(Barbarian shows lighthouse a skeleton of the earliest known whale)
So, what features does it have that are only found in whales?
The skull, mostly. The teeth and jaws are those of whales, and the sigmoid bone in the ear is only found in whales, and this one has it, and the nostrils are set back on the skull somewhat.
The first hint that they were probably right came in 1983, when researcher Phil Gingerich found a 52-million year old skull in shallow deposits in Pakistan. Although fragmentary, the skull had teeth that were nearly identical with those of Mesonychids and the Archaeocetes. The configuration of the bones at the rear of the skull, however, were different from those in the Mesonychids, and were identical to that of the Archaeocetes. Gingerich thus concluded that the animal, which he named Pakicetus, was a very primitive whale. "In time and in its morphology," Gingerich reported, "Pakicetus is perfectly intermediate, a missing link between earlier land mammals and later, full-fledged whales." (Gingerich, The Whales of Tethys, Natural History, April 1994, p. 86)
http://www.fsteiger.com/whales.html
Ironically, the first specimen was only of a skull, and people were very surprised to see that the next one was connected to the skeleton of an ungulate.
And, yes, I would like to see some more "evolved" versions.
Sure. Here's a somewhat more evolved whale...
http://members.cox.net/ardipithecus/evol/lies/images/ambulocetus2.jpg
Ambulocetus had an even more whale-like skull, more adapted for hearing underwater. But it had functional legs, and could still move clumsily on land, a bit more so than a sea lion. And the oxygen isotopes in the teeth indicate that while it was capable of venturing out to sea, it still had to return to land to drink fresh water.
And then there's...
http://www.palaeos.com/Vertebrates/Units/520Cetartiodactyla/Images/ProtocetidaeA5.jpg
Rhodocetus was larger, and with smaller legs that would have made moving about on land rather difficult (but still possible) and the oxygen isotope ratios in the teeth now show that it drank salt water, and therefore did not need to return to land at all.
And then...
http://www.toyohaku.gr.jp/sizensi/03event/tmnh-h16/tmnh-h16tokuten/dorudon1.jpg
Dorudon was pretty much like Rhodocetus, but much larger, with smaller legs, and the pelvis was no longer connected firmly to the spine. It could not leave the water at all.
And then...
http://daley.med.harvard.edu/assets/Willy/Basilosaurus.jpg
Basilosarus was truly huge, with even smaller legs, and the rear legs were now tiny relative to the huge body.

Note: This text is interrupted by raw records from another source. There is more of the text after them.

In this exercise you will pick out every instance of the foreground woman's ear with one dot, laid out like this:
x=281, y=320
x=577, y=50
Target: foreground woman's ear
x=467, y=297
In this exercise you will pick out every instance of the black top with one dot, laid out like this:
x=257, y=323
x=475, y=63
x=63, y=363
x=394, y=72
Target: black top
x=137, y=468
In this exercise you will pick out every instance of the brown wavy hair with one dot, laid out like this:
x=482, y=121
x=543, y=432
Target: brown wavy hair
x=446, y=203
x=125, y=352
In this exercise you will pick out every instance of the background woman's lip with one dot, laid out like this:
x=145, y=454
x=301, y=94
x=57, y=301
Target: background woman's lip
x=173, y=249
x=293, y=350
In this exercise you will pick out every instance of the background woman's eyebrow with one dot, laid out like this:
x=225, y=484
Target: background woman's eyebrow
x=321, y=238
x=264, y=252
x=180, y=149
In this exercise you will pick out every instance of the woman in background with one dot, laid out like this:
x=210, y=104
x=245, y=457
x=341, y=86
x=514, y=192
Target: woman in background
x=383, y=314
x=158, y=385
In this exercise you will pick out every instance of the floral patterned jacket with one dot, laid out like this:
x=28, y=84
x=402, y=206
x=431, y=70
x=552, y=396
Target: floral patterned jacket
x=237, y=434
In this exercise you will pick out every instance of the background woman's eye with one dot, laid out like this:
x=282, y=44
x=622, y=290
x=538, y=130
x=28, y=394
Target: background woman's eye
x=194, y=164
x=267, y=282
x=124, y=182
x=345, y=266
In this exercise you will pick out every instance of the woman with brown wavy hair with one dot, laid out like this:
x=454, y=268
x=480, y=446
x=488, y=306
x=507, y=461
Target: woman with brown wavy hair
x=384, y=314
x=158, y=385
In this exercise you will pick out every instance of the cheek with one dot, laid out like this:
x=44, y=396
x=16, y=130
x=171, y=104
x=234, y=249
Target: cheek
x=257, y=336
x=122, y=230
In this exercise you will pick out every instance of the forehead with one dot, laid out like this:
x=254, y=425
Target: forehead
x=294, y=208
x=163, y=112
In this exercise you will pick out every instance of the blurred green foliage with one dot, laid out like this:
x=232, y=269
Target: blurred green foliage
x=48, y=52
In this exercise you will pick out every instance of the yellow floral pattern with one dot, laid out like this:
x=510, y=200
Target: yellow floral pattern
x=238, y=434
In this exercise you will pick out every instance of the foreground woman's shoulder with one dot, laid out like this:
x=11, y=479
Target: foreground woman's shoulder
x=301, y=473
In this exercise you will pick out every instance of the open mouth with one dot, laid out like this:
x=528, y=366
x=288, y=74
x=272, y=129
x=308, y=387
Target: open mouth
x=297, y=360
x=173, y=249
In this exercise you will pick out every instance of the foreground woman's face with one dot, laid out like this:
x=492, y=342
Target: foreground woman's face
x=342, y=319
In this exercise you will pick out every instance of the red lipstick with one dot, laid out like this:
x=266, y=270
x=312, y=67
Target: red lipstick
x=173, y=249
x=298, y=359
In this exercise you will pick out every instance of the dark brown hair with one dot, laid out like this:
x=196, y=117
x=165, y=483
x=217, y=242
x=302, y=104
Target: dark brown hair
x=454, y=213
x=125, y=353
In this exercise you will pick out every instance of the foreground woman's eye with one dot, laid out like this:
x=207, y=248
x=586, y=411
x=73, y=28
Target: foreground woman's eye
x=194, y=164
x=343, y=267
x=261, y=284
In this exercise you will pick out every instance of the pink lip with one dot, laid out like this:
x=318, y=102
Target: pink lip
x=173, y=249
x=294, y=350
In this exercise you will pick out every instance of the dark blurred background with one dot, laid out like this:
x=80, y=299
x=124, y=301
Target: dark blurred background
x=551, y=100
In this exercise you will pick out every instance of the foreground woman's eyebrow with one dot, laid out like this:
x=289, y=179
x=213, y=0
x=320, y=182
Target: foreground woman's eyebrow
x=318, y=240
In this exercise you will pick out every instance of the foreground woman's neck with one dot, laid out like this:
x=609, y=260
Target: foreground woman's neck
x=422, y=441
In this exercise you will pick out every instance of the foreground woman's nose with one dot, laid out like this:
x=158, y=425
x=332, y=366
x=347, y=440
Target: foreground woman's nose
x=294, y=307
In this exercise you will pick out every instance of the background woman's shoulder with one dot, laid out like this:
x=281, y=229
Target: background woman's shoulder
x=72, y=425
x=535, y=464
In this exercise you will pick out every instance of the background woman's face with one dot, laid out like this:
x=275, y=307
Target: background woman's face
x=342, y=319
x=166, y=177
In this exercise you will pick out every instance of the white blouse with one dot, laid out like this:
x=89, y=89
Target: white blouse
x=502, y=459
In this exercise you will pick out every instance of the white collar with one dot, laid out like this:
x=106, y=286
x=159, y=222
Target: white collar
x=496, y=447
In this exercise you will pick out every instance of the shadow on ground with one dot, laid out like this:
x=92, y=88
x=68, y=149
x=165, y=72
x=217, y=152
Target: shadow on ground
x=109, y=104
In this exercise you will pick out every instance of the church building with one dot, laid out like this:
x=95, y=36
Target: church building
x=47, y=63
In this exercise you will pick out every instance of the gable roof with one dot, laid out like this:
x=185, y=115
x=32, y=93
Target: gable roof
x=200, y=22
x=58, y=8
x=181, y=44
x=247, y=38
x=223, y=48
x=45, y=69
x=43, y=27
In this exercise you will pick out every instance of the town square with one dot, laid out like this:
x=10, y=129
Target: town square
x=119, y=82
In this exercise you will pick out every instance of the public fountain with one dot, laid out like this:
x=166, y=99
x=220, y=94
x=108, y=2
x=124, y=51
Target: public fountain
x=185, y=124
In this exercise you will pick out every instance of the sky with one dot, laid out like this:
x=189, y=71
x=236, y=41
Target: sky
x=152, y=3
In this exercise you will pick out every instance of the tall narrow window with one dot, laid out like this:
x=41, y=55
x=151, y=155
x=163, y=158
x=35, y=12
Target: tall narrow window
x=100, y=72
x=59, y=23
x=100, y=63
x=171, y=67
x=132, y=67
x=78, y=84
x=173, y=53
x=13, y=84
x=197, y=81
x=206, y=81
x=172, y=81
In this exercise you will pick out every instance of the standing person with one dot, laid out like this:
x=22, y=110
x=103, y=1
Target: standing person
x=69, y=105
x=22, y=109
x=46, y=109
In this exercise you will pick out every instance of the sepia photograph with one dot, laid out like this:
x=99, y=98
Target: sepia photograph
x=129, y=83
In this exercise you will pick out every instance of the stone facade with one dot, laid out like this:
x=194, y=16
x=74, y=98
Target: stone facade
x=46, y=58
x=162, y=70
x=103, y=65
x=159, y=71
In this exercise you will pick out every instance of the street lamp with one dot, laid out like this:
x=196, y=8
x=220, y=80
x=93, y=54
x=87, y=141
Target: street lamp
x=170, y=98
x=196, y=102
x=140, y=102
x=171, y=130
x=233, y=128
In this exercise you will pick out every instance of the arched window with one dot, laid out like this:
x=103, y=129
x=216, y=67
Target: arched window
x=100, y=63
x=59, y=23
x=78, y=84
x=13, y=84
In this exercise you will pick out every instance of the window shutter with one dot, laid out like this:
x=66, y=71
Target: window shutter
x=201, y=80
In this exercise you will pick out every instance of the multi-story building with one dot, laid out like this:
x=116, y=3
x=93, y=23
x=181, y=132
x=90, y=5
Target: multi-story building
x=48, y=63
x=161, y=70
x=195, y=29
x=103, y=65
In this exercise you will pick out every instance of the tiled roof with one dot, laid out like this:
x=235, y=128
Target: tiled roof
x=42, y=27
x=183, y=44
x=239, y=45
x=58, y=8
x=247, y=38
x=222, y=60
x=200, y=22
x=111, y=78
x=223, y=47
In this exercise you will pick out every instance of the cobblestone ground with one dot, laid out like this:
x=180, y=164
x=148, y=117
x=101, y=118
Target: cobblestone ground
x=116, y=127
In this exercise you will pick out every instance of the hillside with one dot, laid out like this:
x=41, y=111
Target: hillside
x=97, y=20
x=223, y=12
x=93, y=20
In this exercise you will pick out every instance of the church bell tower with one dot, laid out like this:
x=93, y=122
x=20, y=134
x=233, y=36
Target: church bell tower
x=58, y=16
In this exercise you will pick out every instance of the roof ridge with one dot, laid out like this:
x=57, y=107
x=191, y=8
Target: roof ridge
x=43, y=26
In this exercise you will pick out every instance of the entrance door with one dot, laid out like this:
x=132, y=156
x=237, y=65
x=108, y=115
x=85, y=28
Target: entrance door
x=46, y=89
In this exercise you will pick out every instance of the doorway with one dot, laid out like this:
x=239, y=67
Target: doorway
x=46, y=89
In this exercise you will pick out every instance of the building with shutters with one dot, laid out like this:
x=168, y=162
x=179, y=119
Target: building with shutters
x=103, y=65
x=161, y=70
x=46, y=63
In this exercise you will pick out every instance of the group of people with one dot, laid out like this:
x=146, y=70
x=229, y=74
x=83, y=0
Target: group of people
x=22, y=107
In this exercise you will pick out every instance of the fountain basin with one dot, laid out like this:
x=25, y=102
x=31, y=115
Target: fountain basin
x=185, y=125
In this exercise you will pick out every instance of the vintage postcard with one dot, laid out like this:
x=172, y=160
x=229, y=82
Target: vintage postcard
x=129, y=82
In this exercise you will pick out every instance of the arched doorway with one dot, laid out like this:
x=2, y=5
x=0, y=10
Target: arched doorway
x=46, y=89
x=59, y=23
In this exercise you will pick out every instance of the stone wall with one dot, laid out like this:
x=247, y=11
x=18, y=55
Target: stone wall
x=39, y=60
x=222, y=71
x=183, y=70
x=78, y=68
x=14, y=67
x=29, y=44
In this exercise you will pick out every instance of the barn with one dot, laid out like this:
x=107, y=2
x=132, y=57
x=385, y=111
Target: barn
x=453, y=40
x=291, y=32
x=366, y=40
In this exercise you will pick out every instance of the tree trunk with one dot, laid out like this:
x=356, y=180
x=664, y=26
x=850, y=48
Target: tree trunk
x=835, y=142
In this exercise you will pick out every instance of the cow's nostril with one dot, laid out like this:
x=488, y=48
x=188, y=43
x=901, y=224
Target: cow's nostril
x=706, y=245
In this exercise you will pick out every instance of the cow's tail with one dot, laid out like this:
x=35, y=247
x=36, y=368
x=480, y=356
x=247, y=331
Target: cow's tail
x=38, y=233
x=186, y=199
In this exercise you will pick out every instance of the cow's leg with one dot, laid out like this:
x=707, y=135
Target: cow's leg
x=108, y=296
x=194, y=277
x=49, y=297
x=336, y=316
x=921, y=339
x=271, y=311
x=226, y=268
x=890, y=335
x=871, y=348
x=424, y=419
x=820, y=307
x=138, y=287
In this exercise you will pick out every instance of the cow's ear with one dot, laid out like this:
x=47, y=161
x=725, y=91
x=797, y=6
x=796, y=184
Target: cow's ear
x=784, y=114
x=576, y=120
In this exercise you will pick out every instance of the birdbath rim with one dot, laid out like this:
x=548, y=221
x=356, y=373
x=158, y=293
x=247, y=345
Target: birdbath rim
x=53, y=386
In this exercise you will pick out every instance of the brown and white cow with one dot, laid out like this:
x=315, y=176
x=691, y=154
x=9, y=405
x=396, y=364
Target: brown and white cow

There were other trends as well. The nostrils of these are gradually moved farther back on the skull until in Basilosaurus, they are almost like the modern blowhole.
And the spine changed gradually from a very rigid ungulate spine to an extremely flexible whale spine. And this transition explains why whales have horizontal flukes. Ambulocetus had large, wide feet, like that of an otter, and swam by vertical undulations, as an otter does. And more evolved whales with broader tails, used the same motion, which required a horizontal fluke, rather than a vertical fin.
I'd like to see the "process" that took that and turned it into a whale.
This is only an outline. You might want to read "At the Water's Edge" by Carl Zimmer, to get more detail. It's a fascinating and well-documented story.
Also, if there were no platypuses would you think Ducks and Beavers evolved from them, since they have features that are only found in ducks,
Platypuses have no features found only in ducks. They do have some features found only in reptiles and other monotremes, however. The "bill" is just a figure of speech; it is not remotely like the beak of a duck, although it does resemble the "bill" of some extinct reptiles. Since genetic studies show that they are not the ancestors of placental mammals, I would not think that they are ancestral to beavers, either. Beavers are more closely related to the advanced therapsid reptiles,(they share a simplified mammalian shoulder girdle) and platypuses don't have any features found otherwise only in beavers.